The breakthrough came when it seemed that the UTF-8 file rendered fine in Mac OS X. That meant that: 1) UTF-8 was not an impediment to rendering Thamil and other “complex” scripts, and 2) the Unicode-rendering OSes have long been able to interpret UTF-16 characters from UTF-8 character streams. That means for the “complex scripts” (‘Indic’, Arabic, etc.), two bytes can be put together to represent every UTF-16 double-byte/character/codepoint in a way that UTF-8 can handle. Also, for Thamil and other scripts, one glyph (what gets displayed to the screen as a single “character”) can be represented by one or two characters/codepoints.
In light of this, I checked what the default encodings were in the browsers I was using.

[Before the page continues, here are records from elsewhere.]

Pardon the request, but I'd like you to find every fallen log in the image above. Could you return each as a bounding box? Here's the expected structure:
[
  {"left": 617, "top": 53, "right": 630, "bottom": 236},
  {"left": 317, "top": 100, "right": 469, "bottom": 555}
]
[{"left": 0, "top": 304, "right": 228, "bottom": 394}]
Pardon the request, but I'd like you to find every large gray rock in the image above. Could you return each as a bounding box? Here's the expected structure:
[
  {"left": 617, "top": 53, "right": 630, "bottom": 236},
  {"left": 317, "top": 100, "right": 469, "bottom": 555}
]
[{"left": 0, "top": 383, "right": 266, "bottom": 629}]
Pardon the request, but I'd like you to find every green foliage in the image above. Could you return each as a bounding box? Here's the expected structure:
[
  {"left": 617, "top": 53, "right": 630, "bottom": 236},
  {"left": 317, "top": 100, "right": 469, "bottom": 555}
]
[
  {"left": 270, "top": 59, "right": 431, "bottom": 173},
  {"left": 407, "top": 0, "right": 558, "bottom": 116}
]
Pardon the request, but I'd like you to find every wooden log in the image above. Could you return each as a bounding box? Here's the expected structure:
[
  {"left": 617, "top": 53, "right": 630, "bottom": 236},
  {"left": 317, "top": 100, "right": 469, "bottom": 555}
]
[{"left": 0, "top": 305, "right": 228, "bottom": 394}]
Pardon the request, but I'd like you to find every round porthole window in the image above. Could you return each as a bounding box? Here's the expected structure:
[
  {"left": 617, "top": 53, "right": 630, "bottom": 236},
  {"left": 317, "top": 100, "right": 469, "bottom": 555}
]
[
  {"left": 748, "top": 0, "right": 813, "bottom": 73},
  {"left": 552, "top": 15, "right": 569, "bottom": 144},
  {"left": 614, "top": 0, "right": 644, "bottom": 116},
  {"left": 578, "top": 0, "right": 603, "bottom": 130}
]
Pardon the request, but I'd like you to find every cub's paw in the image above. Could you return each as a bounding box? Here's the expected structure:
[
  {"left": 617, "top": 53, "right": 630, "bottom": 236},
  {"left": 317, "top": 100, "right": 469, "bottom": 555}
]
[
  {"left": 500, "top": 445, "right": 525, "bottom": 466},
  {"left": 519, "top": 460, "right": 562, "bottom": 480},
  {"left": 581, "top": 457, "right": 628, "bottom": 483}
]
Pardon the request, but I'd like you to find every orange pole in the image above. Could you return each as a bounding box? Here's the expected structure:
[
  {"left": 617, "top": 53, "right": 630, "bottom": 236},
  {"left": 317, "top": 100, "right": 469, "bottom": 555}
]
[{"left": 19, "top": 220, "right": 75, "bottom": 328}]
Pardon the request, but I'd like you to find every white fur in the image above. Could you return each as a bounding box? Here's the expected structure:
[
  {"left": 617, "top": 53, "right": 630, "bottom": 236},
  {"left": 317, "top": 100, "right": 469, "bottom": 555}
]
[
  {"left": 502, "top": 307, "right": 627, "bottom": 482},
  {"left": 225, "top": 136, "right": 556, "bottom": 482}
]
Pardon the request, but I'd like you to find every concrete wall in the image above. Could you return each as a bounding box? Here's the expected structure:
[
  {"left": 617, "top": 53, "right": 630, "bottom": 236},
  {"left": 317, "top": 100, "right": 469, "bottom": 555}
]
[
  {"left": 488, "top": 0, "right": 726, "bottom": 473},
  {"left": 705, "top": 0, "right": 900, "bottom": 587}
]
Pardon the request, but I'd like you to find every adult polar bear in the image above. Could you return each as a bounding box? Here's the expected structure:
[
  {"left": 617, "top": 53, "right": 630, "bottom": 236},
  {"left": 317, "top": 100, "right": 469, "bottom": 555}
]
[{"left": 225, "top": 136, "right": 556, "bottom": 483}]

Sure enough, my browsers were still using ISO-8859-1/Latin-1 as the default encoding for reason (I never changed it from the defaults?), and that encoding will crap out on codepoints it isn’t defined for, including Thamil.
For good measure, I inserted the line
<meta http-equiv="Content-Type" content="text/html; charset=UTF-8" />
in the HTML head tag to help give the browser a hint of what encoding to use in case it was set on “Auto-detect”.
Update (12/1/11): It turns out that the Apache web server can (and does) by default set the encoding of the files it serves to be the extended ASCII / Latin extended, i.e. ISO-8859-1. When this conflicts with the HTTP header information set by the tag, then sometimes, browsers will use the web server’s reported encoding and not the one in the HTTP headers. This can be fixed by adding a .htaccess file overriding default Apache encoding settings with UTF-8.